Это был не парфюм. Это был он. И этого было достаточно, чтобы не чувствовать одиночество.

Дверь щёлкнула – почти извиняясь.

Я осталась в тишине. Но она была другой. Не убаюкивающей – оглушающей.

С его шагами ушло всё, что согревало. Даже свет стал холоднее. Даже воздух – чужим.

Я натянула его рубашку. Рукава длинные. Пахнет им. Не духами. Не кожей. Словно дым после выстрела. Терпкий. Густой. Он держался на запястьях и медленно впитывался под кожу.

Я вышла к бассейну.

Села на край. Подтянула колени.

Солнце касалось плеч – мягко, почти ласково. Но я не чувствовала тепла.

Передо мной – море. Такое же, как он. Без конца. Без объяснений. Сильное. Опасное. Прекрасное. И всегда – способное утопить.

Я знала, кто он.

Видела, как люди при нём опускают глаза.

Слышала, как его охрана молчит. Как держат руки на оружии, даже когда он улыбается.

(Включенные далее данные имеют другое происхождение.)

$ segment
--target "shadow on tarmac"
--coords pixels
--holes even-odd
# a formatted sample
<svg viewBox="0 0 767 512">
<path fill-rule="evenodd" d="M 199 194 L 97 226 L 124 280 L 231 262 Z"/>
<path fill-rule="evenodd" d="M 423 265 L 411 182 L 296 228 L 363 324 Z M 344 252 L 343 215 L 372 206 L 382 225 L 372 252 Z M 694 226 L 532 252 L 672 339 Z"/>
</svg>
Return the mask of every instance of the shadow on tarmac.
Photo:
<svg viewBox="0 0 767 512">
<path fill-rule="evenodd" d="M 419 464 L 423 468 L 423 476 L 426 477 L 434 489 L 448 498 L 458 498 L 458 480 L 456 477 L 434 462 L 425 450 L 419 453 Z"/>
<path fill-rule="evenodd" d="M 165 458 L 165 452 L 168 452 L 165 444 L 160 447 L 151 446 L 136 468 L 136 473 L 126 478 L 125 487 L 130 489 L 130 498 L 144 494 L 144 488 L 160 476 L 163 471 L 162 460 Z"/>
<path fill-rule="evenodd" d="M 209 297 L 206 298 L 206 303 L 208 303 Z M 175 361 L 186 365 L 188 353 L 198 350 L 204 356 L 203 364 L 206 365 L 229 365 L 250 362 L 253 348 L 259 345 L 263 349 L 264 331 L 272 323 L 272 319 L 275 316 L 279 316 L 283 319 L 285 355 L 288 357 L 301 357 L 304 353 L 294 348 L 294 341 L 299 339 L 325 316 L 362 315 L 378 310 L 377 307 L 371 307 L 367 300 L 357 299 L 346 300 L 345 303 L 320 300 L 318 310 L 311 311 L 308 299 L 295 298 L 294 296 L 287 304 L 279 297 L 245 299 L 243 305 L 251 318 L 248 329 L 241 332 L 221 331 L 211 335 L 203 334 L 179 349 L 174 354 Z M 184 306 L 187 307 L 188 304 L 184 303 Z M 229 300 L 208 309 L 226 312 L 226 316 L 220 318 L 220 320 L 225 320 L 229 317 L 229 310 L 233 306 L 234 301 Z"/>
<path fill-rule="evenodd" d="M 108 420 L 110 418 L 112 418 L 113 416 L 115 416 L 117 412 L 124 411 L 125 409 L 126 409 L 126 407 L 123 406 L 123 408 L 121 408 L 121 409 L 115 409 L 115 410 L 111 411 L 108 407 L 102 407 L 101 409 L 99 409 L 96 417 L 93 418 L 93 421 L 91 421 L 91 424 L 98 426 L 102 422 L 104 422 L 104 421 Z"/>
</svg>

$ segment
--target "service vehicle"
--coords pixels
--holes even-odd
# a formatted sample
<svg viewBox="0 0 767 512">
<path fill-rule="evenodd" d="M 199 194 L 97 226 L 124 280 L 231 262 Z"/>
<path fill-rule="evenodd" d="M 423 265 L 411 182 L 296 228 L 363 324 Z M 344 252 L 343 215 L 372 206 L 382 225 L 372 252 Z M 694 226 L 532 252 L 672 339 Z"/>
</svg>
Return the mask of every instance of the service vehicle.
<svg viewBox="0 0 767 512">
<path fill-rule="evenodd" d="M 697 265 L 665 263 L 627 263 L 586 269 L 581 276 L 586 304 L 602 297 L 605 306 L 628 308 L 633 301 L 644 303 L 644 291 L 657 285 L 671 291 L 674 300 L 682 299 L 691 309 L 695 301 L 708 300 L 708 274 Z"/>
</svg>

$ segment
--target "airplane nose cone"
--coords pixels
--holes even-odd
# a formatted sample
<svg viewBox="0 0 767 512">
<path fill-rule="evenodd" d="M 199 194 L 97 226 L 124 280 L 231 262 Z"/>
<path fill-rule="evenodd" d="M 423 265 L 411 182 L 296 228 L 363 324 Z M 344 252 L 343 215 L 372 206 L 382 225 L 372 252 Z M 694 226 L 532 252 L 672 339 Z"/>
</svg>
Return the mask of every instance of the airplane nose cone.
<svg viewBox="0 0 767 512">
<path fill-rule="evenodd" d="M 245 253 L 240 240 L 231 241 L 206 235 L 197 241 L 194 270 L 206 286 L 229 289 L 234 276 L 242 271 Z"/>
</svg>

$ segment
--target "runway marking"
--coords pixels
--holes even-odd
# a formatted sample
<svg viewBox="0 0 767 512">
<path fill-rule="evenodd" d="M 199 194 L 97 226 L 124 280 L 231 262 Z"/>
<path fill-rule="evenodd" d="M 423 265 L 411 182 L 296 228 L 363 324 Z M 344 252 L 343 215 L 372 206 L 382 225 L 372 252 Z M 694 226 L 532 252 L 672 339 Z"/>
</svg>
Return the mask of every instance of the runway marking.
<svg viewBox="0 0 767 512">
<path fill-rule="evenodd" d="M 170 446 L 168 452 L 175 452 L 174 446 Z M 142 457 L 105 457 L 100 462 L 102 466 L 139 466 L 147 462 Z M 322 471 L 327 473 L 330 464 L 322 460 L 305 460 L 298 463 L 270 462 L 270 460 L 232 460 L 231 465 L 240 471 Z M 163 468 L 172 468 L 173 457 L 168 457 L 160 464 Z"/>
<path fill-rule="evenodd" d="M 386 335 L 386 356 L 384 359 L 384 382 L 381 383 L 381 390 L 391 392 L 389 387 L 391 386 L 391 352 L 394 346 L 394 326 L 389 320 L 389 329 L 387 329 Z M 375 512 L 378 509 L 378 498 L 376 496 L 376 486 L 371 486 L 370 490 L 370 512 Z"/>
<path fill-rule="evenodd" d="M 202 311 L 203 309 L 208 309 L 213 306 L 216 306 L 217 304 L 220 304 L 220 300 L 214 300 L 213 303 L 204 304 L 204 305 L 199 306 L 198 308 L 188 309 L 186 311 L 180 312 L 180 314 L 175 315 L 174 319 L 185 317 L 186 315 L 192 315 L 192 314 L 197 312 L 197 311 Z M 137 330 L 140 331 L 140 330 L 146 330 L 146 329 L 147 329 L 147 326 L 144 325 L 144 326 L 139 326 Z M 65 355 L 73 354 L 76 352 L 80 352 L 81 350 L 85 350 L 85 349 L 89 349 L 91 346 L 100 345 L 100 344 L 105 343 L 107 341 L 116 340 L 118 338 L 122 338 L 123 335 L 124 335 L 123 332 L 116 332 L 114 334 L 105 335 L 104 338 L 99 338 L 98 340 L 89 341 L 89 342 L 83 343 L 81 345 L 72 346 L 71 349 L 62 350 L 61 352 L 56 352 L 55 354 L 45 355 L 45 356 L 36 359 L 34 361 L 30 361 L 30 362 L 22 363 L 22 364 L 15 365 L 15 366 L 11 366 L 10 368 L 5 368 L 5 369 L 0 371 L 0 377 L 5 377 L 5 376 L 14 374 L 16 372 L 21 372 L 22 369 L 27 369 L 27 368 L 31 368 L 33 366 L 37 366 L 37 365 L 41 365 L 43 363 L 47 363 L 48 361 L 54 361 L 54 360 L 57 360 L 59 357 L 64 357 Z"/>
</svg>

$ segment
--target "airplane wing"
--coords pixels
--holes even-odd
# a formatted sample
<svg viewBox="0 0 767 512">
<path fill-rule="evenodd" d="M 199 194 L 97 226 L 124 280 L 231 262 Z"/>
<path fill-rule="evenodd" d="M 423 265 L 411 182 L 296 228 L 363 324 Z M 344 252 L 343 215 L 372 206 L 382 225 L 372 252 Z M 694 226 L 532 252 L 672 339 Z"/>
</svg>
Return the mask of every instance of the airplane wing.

Он – не про будущее. Не для потом. Не для дома. Не для «завтра».

Он – для тех, кто живёт на грани. Кто не строит планы. Кто целуется так, будто каждый раз – последний.

Он – как вино, которое пьют залпом. Без тостов. Без времени распробовать. Потому что оно жжёт.

А сердце – всё равно хочет верить. Что, может быть…

Он останется.

Он выберет.

Он сможет.

Мы сможем.

Хоть немного.

Хоть как-то.

Хоть вместе.

Но разум – крепче. И я не позволю себе верить.

Потому что он – не мужчина, рядом с которым живут. Он – тот, с кем сгорают.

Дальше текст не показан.